The modern snow samples were melted at 4 °C, and 5–10 ml of each sample were centrifuged at 5000 × g for 10 min to obtain a pellet. The pellets from five replicate samples collected at each site were pooled and used for DNA extraction. Genomic DNA was extracted from each pellet using a FastDNA spin kit for soil (Qbiogene) with a Multi-beads shocker (Yasui Kikai) at 2500 rpm for 30 s. All DNA extractions were conducted on a class 100 clean bench (Sanyo, Japan), and subsequent procedures were carried out on another class 100 clean bench.

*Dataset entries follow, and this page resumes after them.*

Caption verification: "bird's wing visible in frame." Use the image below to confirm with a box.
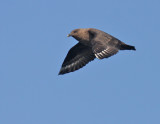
[59,43,95,75]
[91,35,119,59]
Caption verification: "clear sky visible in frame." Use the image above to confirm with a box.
[0,0,160,124]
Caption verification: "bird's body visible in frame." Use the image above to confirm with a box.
[59,28,135,74]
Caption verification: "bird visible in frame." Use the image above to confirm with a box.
[59,28,136,75]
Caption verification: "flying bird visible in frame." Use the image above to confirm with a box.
[59,28,136,75]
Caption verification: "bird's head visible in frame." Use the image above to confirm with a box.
[67,29,79,37]
[67,28,89,41]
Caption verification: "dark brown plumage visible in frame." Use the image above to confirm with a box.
[59,28,136,75]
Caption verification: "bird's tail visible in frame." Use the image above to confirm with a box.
[120,42,136,50]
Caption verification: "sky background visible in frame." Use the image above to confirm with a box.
[0,0,160,124]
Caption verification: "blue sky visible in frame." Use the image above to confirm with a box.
[0,0,160,124]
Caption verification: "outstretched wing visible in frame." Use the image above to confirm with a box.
[59,43,95,75]
[90,31,120,59]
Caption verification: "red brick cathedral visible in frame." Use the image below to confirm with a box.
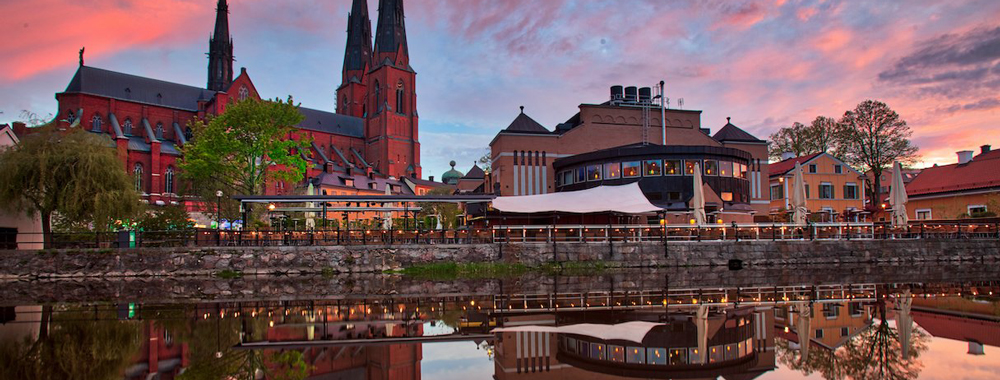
[16,0,424,211]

ITS2 region amplicon sequencing

The ITS2 region was amplified by PCR using primers c and b (5′-GCATCGATGAAGAACGCAGC-3′ and 5′-GGGATCCATATGCTTAAGTTCAGCGGGT-3′, respectively; [27]) with Illumina overhang adaptor sequences at their 5′ ends. Each PCR mixture (25 μl) contained 1 × KAPA HiFi HS ReadyMix (Kapa Biosystems, USA), 0.2 μM of each primer, and 2–4 μl template DNA. The PCR cycling conditions were as follows: initial annealing at 95 °C for 3 min, followed by 25 cycles (for modern samples) or 45 cycles (ice-core samples) at 95 °C for 30 s, 50 °C for 30 s, and 72 °C for 60 s, with a final extension at 72 °C for 5 min. The amplicons with Illumina overhang adapter sequences were generated in triplicate, and each amplicon was pooled before index PCR. The PCR products were labeled with two sample-specific indices each containing a sample-unique index [28] and Illumina adapter sequences at their 5′ end (Nextera XT index kit v2, Illumina). The PCR mixture (10 μl) contained 1×KAPA HiFi HS ReadyMix, 2 μl each of forward and reverse primers, and 1 μl of the recovered PCR products. PCR was performed under the following cycling conditions: 95 °C for 3 min, followed by 8 cycles of 95 °C for 30 s, 55 °C for 30 s, and 72 °C for 60 s, with final extension at 72 °C for 5 min. After agarose gel electrophoresis, PCR products were excised from the gel and purified using the NucleoSpin Gel and PCR clean-up kit (Macherey-Nagel, Germany). Tagged amplicons were mixed with PhiX control DNA at a ratio of 80:20 and used as a template for MiSeq paired-end sequencing (2 × 300 bp) using Reagent kit v3 (Illumina). To avoid index switching with MiSeq [28], two separate MiSeq runs were carried out for the ice-core and modern samples.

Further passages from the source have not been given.